Manifeste pour la Terre et l'humanisme - pierre rabhi

Vers la sobriété heureuse - pierre rabhi

Les livres : En France, Pierre Rabhi contemple un triste spectacle : aux champs comme à l'usine, l'homme est invité à accepter une forme d'anéantissement personnel à seule fin que tourne la machine économique. Au lieu de gérer et répartir les ressources communes à l'humanité en déployant une vision à long terme, elle s'est contentée, dans sa recherche de croissance illimitée, d'élever la prédation au rang de science. Le lien viscéral avec la nature est rompu ; cette dernière n'est plus qu'un gisement de ressources à exploiter - et à épuiser. Au fil des expériences, une évidence s'impose : seul le choix de la modération de nos besoins et désirs, le choix d'une sobriété libératrice et volontairement consentie, permettra de rompre avec cet ordre anthropophage appelé "mondialisation".  Ainsi pourrons-nous remettre l'humain et la nature au coeur de nos préoccupations, et redonner enfin au monde légèreté et saveur.

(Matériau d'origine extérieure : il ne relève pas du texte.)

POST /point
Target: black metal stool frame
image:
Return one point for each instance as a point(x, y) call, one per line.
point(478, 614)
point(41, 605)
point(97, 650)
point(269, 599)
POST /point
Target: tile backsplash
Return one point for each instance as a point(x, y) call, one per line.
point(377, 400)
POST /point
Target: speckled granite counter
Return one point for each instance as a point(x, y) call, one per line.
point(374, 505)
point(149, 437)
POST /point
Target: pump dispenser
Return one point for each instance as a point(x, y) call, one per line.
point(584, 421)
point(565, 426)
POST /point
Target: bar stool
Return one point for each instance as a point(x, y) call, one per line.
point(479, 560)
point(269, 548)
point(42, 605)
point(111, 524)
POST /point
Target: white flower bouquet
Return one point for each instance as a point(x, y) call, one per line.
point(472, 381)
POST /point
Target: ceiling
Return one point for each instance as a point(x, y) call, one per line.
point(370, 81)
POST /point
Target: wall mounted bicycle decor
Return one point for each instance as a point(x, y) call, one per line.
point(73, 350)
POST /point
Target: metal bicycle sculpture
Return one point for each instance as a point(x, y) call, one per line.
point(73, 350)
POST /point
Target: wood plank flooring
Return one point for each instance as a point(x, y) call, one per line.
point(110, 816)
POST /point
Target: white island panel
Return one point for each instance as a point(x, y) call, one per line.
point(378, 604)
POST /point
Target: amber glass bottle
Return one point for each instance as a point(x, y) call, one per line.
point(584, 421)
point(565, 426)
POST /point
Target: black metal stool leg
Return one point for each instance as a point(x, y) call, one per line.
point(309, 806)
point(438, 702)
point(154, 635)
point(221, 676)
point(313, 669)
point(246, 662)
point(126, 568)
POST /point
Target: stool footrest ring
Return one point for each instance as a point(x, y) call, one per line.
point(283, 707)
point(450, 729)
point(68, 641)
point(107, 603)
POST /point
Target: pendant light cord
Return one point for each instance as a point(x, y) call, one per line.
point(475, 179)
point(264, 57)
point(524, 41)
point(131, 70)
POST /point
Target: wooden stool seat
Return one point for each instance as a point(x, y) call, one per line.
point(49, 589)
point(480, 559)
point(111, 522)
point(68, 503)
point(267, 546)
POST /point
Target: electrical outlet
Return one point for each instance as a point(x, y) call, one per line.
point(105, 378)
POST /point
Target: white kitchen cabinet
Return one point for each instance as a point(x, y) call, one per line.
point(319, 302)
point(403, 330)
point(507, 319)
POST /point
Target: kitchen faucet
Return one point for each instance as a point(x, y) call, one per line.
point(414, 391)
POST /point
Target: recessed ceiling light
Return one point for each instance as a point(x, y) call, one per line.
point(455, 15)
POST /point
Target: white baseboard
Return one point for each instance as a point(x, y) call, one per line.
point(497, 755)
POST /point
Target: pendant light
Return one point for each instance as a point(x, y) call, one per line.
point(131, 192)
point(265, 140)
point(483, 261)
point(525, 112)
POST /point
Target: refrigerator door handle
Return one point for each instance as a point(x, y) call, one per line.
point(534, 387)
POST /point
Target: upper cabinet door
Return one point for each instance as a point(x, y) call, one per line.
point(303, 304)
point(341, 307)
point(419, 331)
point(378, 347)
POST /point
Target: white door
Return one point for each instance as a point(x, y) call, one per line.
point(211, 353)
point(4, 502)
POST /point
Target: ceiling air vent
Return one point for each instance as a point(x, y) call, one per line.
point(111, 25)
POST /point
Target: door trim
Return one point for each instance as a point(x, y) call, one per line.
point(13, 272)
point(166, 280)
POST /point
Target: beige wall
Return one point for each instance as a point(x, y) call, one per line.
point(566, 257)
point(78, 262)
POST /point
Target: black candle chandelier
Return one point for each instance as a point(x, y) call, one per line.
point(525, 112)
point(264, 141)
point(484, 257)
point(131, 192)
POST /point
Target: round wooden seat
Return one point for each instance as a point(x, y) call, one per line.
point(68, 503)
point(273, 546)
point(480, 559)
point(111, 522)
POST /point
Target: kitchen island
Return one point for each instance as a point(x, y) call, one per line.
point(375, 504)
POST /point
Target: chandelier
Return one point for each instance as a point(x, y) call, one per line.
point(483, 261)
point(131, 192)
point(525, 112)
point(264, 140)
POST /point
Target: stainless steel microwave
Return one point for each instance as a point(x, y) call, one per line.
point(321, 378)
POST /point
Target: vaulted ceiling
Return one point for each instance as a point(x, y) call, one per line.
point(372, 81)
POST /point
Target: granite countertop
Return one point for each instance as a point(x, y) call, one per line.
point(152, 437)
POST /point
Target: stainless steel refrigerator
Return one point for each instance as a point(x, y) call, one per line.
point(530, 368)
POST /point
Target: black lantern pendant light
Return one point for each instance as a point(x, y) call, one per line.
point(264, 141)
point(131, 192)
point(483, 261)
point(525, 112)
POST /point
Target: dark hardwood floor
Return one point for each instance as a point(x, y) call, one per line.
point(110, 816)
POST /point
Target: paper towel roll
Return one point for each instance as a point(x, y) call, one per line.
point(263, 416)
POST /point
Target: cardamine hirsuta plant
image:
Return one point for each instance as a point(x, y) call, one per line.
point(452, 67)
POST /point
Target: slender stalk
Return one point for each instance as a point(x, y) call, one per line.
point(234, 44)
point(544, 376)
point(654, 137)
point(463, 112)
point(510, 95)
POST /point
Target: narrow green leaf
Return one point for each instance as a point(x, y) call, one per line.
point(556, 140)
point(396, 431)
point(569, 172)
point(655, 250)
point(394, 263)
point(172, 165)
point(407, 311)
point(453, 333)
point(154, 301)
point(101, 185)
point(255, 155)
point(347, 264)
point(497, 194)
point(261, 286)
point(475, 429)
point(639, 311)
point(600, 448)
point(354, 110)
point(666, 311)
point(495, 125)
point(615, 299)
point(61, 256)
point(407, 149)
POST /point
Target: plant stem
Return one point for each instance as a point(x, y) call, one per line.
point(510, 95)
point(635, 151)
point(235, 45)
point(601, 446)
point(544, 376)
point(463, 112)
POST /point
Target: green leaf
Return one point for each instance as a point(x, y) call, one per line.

Pierre Rabhi défend dans ses livres un mode de société plus respectueux de l'homme et de la terre et soutient le développement de pratiques agricoles (agroécologie) respectueuses de l'environnement et préservant les ressources naturelles. Conscient de la spirale infernale qui entraîne l'homme dans un mode de consommation superflue et toujours croissant qui devient le but de la vie et non la vie, il choisit de se retirer lui-même avec sa femme en Ardèche (dans les années 50) pour vivre sobrement. Pour sûr Rabhi n'est pas un révolutionnaire, ni un violent et c'est avec son petit bélier (stylo, cours, conférences..) qu'il enfonce quelques portes ; déjà ouvertes diront certains, toujours bon d'enfoncer le clou diront d'autres. Il dénonce aussi sans ménagement l'imposture de la modernité qui nie les acquis passés mais positifs « comme si le génie de l'humanité n'avait été avant nous qu'obscurantisme, ignorance et superstition", tout comme le font les politiques aujourd'hui en essayant systématiquement, telle la main divine qu'il se prête, de gommer les traces de leur(s) prédécesseur(s). Bien qu'il se défende de toute nostalgie du passé, on sent quand même que le "Retour à la Terre" est sa Terre Promise, et c'est peut-être, mais je suis mal placée pour avoir un avis en fait tellement c'est compliqué, le point le plus délicat de son message ; On ne peut lutter contre certains changements de la société, l'évolution des moeurs et des techniques, mais je partage son retour à la morale, son point de vue "libérateur" d'un monde plus sobre et plus sain. C'est sûr que la boulimie de "toujours plus" engendre l'épuisement, la frustration, l'insatisfaction et le malheur, on le voit tous les jours, et on le vit parfois soi-même hélas.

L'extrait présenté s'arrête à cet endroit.